Comparing Explanation Faithfulness between Multilingual and Monolingual Fine-tuned Language Models
This addresses the need for reliable explanations in multilingual NLP applications, though it is incremental as it extends existing monolingual faithfulness research to multilingual contexts.
The study investigated the faithfulness of feature attribution explanations in multilingual versus monolingual fine-tuned language models, finding that larger multilingual models produce less faithful explanations compared to monolingual counterparts, with tokenizer differences identified as a potential driver.

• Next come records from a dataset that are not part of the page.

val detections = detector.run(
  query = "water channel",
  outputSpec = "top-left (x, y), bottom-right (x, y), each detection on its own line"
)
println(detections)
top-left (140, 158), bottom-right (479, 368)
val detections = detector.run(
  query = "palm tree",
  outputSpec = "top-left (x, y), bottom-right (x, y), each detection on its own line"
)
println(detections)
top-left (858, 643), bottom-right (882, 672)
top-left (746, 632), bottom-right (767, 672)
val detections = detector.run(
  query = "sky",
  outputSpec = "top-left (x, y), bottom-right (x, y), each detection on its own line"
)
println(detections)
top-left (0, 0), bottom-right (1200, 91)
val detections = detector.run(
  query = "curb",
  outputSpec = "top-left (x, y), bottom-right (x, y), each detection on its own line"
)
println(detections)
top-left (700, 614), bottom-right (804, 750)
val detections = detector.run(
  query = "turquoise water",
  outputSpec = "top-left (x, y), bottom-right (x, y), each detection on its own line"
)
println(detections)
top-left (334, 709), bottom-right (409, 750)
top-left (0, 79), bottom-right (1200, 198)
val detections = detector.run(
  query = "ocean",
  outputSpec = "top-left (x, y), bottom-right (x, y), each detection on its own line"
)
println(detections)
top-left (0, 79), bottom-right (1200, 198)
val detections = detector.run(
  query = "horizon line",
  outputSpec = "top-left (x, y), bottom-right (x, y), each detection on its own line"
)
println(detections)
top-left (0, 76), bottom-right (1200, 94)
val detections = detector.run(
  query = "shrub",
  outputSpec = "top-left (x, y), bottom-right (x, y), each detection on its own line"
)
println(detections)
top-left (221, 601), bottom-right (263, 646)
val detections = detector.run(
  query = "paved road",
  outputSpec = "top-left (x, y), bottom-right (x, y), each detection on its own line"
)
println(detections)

In many real natural language processing application scenarios, practitioners not only aim to maximize predictive performance but also seek faithful explanations for the model predictions. Rationales and importance distribution given by feature attribution methods (FAs) provide insights into how different parts of the input contribute to a prediction. Previous studies have explored how different factors affect faithfulness, mainly in the context of monolingual English models. On the other hand, the differences in FA faithfulness between multilingual and monolingual models have yet to be explored. Our extensive experiments, covering five languages and five popular FAs, show that FA faithfulness varies between multilingual and monolingual models. We find that the larger the multilingual model, the less faithful the FAs are compared to its counterpart monolingual models.Our further analysis shows that the faithfulness disparity is potentially driven by the differences between model tokenizers. Our code is available: https://github.com/casszhao/multilingual-faith.